After being spotted on the wrist of David Beckham two weeks ago, the Tudor Pelagos FXD has been officially unveiled, delivering at least a few big surprises. Yes, it was clear from that original image leak that the new reference would not have a date window, and that it would be offered with a countdown bezel (unlike most 60-minute timing bezels found on dive watches), but there’s a lot more to it. Tudor has long had connection with the French Navy, having been an official supplier of the Marine Nationale from 1961 though into the ’80s. The brand has since gone back to the naval organization for input on this latest model, and we have to say that we’re impressed with the end result.
One thing worth immediately calling out here is the price of entry on this latest in the Pelagos line. Coming in at $4,450, the Pelagos FXD is just shy of $800 cheaper than any of its siblings — a nice change of pace in an industry where anything new and different tends to come with an increased sticker price. That said, the difference does make a fair bit of sense. In contrast to its siblings, the new FXD is not able to be fitted on a metal bracelet, and those titanium bracelets tend to cost a pretty penny.
Why no bracelet, you ask? Well, rather than using spring bars or removable screwed bars to retain its strap, the Tudor Pelagos FXD’s case is machined from a single block of titanium, with a slot cut out at either extremity to fit its 22mm fabric or rubber strap (both straps are included with purchase). This design is far more about utility than it is practicality. When diving, a hard bump in the wrong place can bend a spring bar, and if that happens you can pretty much kiss your watch goodbye. Sure, you can argue that 99.9 per cent of buyers of this watch aren’t hardcore divers, but given that the French Navy’s combat swimmers were involved in its design, we’re not mad about the choice.
While extremely uncommon, the solid case method is not unique to Tudor. In recent history, we’ve seen this design method used by a couple of more approachable indie brands, including the recently released Ianos Watches Mihanikos, and the earlier generation of the Autodromo Group B. The newly designed case measures 42mm across, 12.75mm thick, and 52mm from lug to lug. That said, having strapped it on my modestly sized wrist, that long lug-to-lug spec is a hard one to believe. As an owner of Tudor’s original Black Bay (41mm), the new FXD feels like it’s the same size if not a touch smaller than its older brother.
Once again Tudor has turned to the French workshop of Julien Faure to produce the FXD’s textile strap on 19th century Jacquard looms.
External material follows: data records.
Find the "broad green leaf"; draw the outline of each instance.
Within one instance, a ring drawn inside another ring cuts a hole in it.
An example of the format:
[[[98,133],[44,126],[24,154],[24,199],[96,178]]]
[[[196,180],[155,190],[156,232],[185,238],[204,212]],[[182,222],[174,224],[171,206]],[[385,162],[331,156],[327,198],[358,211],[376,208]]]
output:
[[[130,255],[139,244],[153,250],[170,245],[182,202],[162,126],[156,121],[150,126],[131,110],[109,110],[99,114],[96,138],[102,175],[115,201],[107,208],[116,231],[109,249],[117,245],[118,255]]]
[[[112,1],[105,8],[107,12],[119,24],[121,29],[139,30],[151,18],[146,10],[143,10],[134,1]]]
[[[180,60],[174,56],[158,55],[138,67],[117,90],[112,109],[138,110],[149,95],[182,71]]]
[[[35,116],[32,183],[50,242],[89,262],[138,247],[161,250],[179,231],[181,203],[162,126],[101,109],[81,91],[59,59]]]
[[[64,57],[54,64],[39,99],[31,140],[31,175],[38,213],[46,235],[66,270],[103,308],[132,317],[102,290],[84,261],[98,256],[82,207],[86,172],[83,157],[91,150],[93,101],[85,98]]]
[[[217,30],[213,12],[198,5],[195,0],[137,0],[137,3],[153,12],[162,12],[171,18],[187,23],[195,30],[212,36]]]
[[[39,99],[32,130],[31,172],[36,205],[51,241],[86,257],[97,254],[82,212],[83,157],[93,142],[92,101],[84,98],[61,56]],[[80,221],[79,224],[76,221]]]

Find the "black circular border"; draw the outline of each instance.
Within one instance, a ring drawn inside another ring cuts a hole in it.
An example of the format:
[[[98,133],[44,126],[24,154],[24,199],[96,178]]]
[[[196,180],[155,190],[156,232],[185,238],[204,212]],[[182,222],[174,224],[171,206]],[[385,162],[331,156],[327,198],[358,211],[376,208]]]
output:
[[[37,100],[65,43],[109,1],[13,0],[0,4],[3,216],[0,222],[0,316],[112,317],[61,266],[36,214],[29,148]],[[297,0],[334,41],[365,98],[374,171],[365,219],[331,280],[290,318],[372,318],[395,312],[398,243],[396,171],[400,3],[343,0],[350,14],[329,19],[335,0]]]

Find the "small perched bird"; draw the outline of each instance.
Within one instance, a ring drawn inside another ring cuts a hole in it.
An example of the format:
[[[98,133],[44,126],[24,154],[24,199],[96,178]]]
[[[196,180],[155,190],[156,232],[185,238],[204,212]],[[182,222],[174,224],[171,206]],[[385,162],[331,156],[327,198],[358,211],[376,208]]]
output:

Opting for a hook & loop style fastening, the strap is a bit more technical in nature than the past fabric straps that Tudor and Faure designed for the Black Bay collection, but in turn it is no less comfortable on the wrist. There is also a single-pass rubber strap included with the purchase of the Pelagos FXD, however buyers can also fit any sort of one-piece strap to the watch, so long as it comes in a 22mm width.
Another factor that could potentially contribute to the price decrease on the Tudor Pelagos FXD is its depth rating and lack of ISO certification as a dive watch. That’s not to say that it’s not at all capable of going diving — quite the contrary. The French Navy divers involved in this build run in relatively shallow waters, and use their timing bezels as means of navigation rather than for timing decompression stops as they return to the surface. Due to this, a 200 metre depth rating on the watch was more than sufficient, and for navigation/mapping a bi-directional rotating countdown bezel is more suited to the task. For those wondering, the bi-directional bezel is the one element that doesn’t pass the ISO’s protocols. Tudor’s exploratory page on the new reference gets right into the nitty-gritty of this navigation technique, should anyone be looking for a deeper dive into the matter. For added practicality, the new bezel design is a touch broader to increase both legibility and ease of use when wearing a wetsuit, and all of its indices have a hefty coating of grade X1 Super-LumiNova luminous material for increased legibility in poor lighting conditions.
Sticking with the brand’s focus on in-house manufacture calibers, the FXD has been fitted with Tudor’s COSC-certified MT5602 automatic movement, delivering a 70-hour power reserve. Tudor does go a step further with its movement regulation standards as one would likely expect. While a standard COSC movement is regulated to between -4 and +6 seconds per day — tested as the movement before casing — Tudor’s final regulation promises a running range of between -2 and +4 seconds of daily variation. After so much time seeing Tudor focus on the Black Bay model line, it’s a nice change of pace to see the more tool-focused Pelagos getting some love. The big question now is whether or not Tudor will be adding more Pelagos references this coming spring at Watches And Wonders 2022.